The grant was awarded to RSE Pulp & Chemical LLC, a subsidiary of Red Shield Environmental and will allow Red Shield to continue its partnership with the University of Maine to build a pilot plant for ethanol production at the pulp mill.
“Not only will it solidify and grow Red Shield in Old Town with the university, but it will be able to be a model for the rest of the pulp and paper company,” Gov. John Baldacci said Friday in a phone interview. “To be able to do this there is huge.”
The process has significant technical and commercial advantages over competing technologies because ethanol and other chemicals can be extracted from wood chips using existing pulp facility infrastructures.
“This is really the biorefinary that we have been talking about,” Hemant Pendse, UM professor of chemical engineering said. “We have been preparing for this moment, and this shows people how we can take our technology out of the research lab, show it in our university and take it to a larger facility.”

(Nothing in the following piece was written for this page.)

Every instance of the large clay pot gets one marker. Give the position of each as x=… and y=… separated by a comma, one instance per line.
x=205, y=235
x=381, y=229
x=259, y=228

The technology involved in creating a biorefinery pilot plant that uses wood chips to create alternative fuels fits into the country’s goal of finding alternative energy sources and reducing dependency on foreign oil.
“Because the energy resource is produced as part of the pulp-making process, it adds no additional strain to the wood basket and makes more efficient use of the wood fiber,” Baldacci said.
Red Shield applied for the grant last August and is one of three companies nationwide announced today by the Department of Energy to receive the grant funds for ethanol projects. Projects in Vonore, Tenn., and Washington County, Ky., also received funding.
The first phase of Red Shield’s project already is being funded by a $10 million research grant that previously was awarded to its partner, the University of Maine. Red Shield also received in February 2008 a $500,000 grant from the Maine Technology Institute to support the development of the extraction process.
“The first step now is to start the engineering process of what this commercial-scale process would look like ramped up from the lab work UM has done,” Red Shield spokesman Dan Bird said Friday.
He noted that they aren’t sure how many people will be hired to complete the project.
“It’s not going to be hundreds more, but it could be a couple to four dozen,” he said.
A formal announcement of the funding and what the project will entail is expected to be held at 9 a.m. Tuesday at Red Shield.